He's channelling Frederick Turner and even John Maynard Keynes:
I see us free, therefore, to return to some of the most sure and certain principles of religion and traditional virtue‑that avarice is a vice, that the exaction of usury is a misdemeanour, and the love of money is detestable, that those walk most truly in the paths of virtue and sane wisdom who take least thought for the morrow. We shall once more value ends above means and prefer the good to the useful. We shall honour those who can teach us how to pluck the hour and the day virtuously and well, the delightful people who are capable of taking direct enjoyment in things, the lilies of the field who toil not, neither do they spin.
There are a couple of other interesting essays and views in the Forbes 2020 feature (including some interesting visual treatments of the topic, and a 'vote for the future' feature). Lisa Gansky things consumers will get used to sharing in the future rather than owning them thanks to the emergence of what she calls 'Mesh Businesses'. It has already started.

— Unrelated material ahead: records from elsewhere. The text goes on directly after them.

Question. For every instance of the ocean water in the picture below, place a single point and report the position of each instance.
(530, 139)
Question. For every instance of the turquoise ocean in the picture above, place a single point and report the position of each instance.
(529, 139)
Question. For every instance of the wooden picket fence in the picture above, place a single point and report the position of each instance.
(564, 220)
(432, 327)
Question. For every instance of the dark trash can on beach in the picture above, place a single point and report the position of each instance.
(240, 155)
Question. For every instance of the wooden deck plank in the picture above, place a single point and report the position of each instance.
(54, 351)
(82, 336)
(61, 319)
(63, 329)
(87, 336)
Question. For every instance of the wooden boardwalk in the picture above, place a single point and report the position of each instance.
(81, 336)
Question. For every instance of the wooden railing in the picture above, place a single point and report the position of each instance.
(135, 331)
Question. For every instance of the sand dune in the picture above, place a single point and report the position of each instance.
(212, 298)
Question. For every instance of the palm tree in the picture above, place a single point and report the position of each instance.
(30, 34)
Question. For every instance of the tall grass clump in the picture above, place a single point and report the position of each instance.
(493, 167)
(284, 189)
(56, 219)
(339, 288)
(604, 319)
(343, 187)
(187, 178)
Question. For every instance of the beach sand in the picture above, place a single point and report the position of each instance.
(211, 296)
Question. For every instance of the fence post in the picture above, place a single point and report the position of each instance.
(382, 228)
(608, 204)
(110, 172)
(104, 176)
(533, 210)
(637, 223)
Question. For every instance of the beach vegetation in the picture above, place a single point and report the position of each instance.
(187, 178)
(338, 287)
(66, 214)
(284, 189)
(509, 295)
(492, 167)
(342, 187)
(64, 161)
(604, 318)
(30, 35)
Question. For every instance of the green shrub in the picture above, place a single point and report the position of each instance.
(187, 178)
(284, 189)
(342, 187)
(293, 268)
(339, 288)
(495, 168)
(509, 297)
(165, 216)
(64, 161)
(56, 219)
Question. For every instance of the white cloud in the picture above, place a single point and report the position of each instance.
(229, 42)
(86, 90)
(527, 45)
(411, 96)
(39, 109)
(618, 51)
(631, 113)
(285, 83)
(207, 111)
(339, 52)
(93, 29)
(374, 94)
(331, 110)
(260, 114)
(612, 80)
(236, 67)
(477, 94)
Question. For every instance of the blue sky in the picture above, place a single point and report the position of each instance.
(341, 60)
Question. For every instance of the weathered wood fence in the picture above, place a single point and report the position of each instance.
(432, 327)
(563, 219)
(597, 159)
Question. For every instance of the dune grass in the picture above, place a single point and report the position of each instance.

Apart from the tyranny of round numbers, I suspect part of the motivation for these type of prospective rather than retrospective pieces is to do with the seemingly insoluble nature of our present day problems. A feeling not just confined to Ireland obviously. Sure it's a form of escapism, but it serves a more noble purpose. It reminds us that we are not victims of circumstances beyond our control: we are masters of our own destiny to the extent that the future we get will be the one we 'deserve', either through what we do in the present, or what we fail to do.

Therefore thinking about the future we want and acting accordingly is the most responsible thing we can do right now. And also the most creative.